The old thread of the same name was closed (maybe because the last activity was almost two years ago?!) but I hope it’s ok if I “revive” it.
I am trying to get mfort’s CUDA workaround described in post #47 in the thread (“slow-transfer-speed-on-fermi-cards”, the bbs-system won’t let me post with URLs… sigh) to work, but I am banging my head into a wall at the moment.
When I try to execute
cErr = cudaMemcpyFromArray( cuda_mem, cArray, 0, 0, 32, cudaMemcpyDeviceToHost );
I get a SIGFPE (Arithmetic exception) even before it returns an error. (Note that the count 32 is just for testing, I have malloc’ed successfully much more memory.) If I use DeviceToDevice etc., I get the expected cudaErrorInvalidMemcpyDirection, and if I try to copy 0 bytes, it does not fail.
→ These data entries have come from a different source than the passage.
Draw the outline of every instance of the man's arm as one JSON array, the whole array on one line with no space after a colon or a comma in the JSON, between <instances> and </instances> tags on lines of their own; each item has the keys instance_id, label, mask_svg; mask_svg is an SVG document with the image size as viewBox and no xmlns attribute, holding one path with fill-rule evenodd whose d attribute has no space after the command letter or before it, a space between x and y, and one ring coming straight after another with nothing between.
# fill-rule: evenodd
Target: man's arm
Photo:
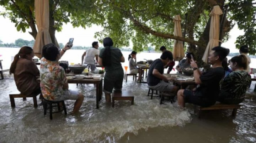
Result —
<instances>
[{"instance_id":1,"label":"man's arm","mask_svg":"<svg viewBox=\"0 0 256 143\"><path fill-rule=\"evenodd\" d=\"M66 52L66 51L70 49L72 46L71 46L70 47L69 47L68 46L68 43L66 44L64 48L60 51L60 57L62 57L62 56L64 54L64 53Z\"/></svg>"},{"instance_id":2,"label":"man's arm","mask_svg":"<svg viewBox=\"0 0 256 143\"><path fill-rule=\"evenodd\" d=\"M123 57L123 55L122 55L120 58L121 62L122 63L124 63L125 61L125 59L124 59L124 57Z\"/></svg>"},{"instance_id":3,"label":"man's arm","mask_svg":"<svg viewBox=\"0 0 256 143\"><path fill-rule=\"evenodd\" d=\"M86 55L86 52L85 52L84 53L84 54L83 54L83 55L82 55L82 62L81 63L82 64L84 63L83 63L84 62L84 56L85 56ZM96 59L97 59L97 58Z\"/></svg>"},{"instance_id":4,"label":"man's arm","mask_svg":"<svg viewBox=\"0 0 256 143\"><path fill-rule=\"evenodd\" d=\"M194 70L194 79L195 80L195 82L196 84L202 84L202 82L201 80L200 79L200 76L202 75L202 73L199 70L198 68L198 66L197 64L196 63L196 61L194 61L193 59L191 59L191 63L190 64L190 66L194 68L196 68L196 69Z\"/></svg>"},{"instance_id":5,"label":"man's arm","mask_svg":"<svg viewBox=\"0 0 256 143\"><path fill-rule=\"evenodd\" d=\"M102 64L102 58L100 57L98 58L98 63L100 65L103 67L103 64Z\"/></svg>"},{"instance_id":6,"label":"man's arm","mask_svg":"<svg viewBox=\"0 0 256 143\"><path fill-rule=\"evenodd\" d=\"M167 78L166 76L161 74L161 73L158 71L158 70L155 69L154 69L153 70L153 75L155 76L166 81L170 80L172 79L171 78Z\"/></svg>"},{"instance_id":7,"label":"man's arm","mask_svg":"<svg viewBox=\"0 0 256 143\"><path fill-rule=\"evenodd\" d=\"M98 56L97 55L95 55L95 58L96 58L96 61L97 62L97 63L98 62Z\"/></svg>"}]
</instances>

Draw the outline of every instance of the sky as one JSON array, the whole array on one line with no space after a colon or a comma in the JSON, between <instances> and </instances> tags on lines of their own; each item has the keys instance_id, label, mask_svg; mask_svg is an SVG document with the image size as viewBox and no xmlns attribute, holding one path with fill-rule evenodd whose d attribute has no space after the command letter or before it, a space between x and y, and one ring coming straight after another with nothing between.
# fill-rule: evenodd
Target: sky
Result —
<instances>
[{"instance_id":1,"label":"sky","mask_svg":"<svg viewBox=\"0 0 256 143\"><path fill-rule=\"evenodd\" d=\"M30 31L29 29L27 29L25 33L18 32L15 25L9 19L0 16L0 40L4 43L14 43L19 38L28 40L33 39L28 33ZM74 38L74 46L90 46L93 41L98 41L94 37L95 33L102 30L101 27L96 25L84 29L81 27L74 28L70 23L64 23L62 31L56 32L55 36L59 43L65 44L70 38ZM230 32L230 38L228 41L222 44L222 46L229 48L230 53L239 52L239 50L235 48L235 42L236 38L243 34L243 31L238 29L237 25L235 25ZM130 45L132 48L132 44ZM102 46L102 45L99 43L99 46Z\"/></svg>"}]
</instances>

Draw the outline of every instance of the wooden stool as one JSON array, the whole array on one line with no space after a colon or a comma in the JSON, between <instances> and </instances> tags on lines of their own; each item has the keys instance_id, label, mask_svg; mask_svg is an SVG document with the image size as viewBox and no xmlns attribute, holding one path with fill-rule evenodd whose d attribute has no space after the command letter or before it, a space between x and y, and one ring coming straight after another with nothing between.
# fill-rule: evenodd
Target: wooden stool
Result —
<instances>
[{"instance_id":1,"label":"wooden stool","mask_svg":"<svg viewBox=\"0 0 256 143\"><path fill-rule=\"evenodd\" d=\"M26 97L33 97L33 102L34 102L34 107L37 107L37 100L36 98L36 96L37 95L27 95L21 93L9 94L9 96L10 97L10 101L11 102L11 106L12 107L15 107L15 101L14 101L14 98L23 98L23 100L26 100Z\"/></svg>"},{"instance_id":2,"label":"wooden stool","mask_svg":"<svg viewBox=\"0 0 256 143\"><path fill-rule=\"evenodd\" d=\"M197 113L197 116L200 117L200 111L202 110L220 110L220 109L233 109L232 116L235 117L236 115L238 109L241 106L240 104L225 104L217 102L215 104L207 107L203 107L195 105L194 111Z\"/></svg>"},{"instance_id":3,"label":"wooden stool","mask_svg":"<svg viewBox=\"0 0 256 143\"><path fill-rule=\"evenodd\" d=\"M154 93L154 90L155 90L155 91L156 91L155 93ZM151 92L150 92L150 91L151 91ZM149 96L149 94L151 93L151 99L152 99L153 98L153 97L160 97L160 92L159 92L159 96L153 96L153 94L155 94L156 95L158 95L158 91L157 90L153 90L153 89L151 89L151 88L149 88L149 91L148 92L148 96Z\"/></svg>"},{"instance_id":4,"label":"wooden stool","mask_svg":"<svg viewBox=\"0 0 256 143\"><path fill-rule=\"evenodd\" d=\"M63 107L63 109L62 110L60 110L60 103L62 103L62 107ZM53 106L53 104L57 104L57 105ZM47 107L47 105L49 105L49 107ZM47 100L44 99L43 101L43 106L44 115L46 115L46 111L47 109L49 109L50 111L49 113L50 113L50 119L51 120L52 120L52 114L53 113L56 113L60 112L64 110L65 115L67 114L66 110L66 106L65 105L65 102L64 100L58 101L54 101ZM58 107L58 111L53 112L52 108L53 107Z\"/></svg>"},{"instance_id":5,"label":"wooden stool","mask_svg":"<svg viewBox=\"0 0 256 143\"><path fill-rule=\"evenodd\" d=\"M171 101L171 103L172 103L175 102L175 100L174 99L176 95L171 92L162 92L161 93L161 99L160 99L160 104L164 104L162 103L162 101L164 100L164 97L167 97L169 98L169 100Z\"/></svg>"},{"instance_id":6,"label":"wooden stool","mask_svg":"<svg viewBox=\"0 0 256 143\"><path fill-rule=\"evenodd\" d=\"M126 80L126 82L127 82L127 76L132 76L133 80L134 80L134 78L135 78L135 81L137 81L137 74L131 74L127 72L124 72L124 80Z\"/></svg>"},{"instance_id":7,"label":"wooden stool","mask_svg":"<svg viewBox=\"0 0 256 143\"><path fill-rule=\"evenodd\" d=\"M114 90L112 95L112 107L114 107L115 100L130 100L131 104L133 105L134 96L130 91Z\"/></svg>"}]
</instances>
All commands up until this point (both CUDA and OpenGL) has completed successfully.
I have done what mfort outlined, but the instructions do not say how
the renderBufferId object is set up. I tried with this
glGenRenderbuffers(1, &renderBufferId);
glBindRenderbuffer(GL_RENDERBUFFER, renderBufferId);
// glFramebufferRenderbuffer( GL_FRAMEBUFFER, GL_COLOR_ATTACHMENT0, GL_RENDERBUFFER,
// GL_RENDERBUFFER, renderBufferId );
and also combinations with the commented out function call enabled, none of which works. I thought maybe the glFramebufferRenderbuffer would be required to connect the framebuffer (or whatever it is correct to call the thingy that OpenGL renders into) to the renderbuffer that the CUDA-copy will do the actual copying from.
Anybody got any ideas that I could try out?
J.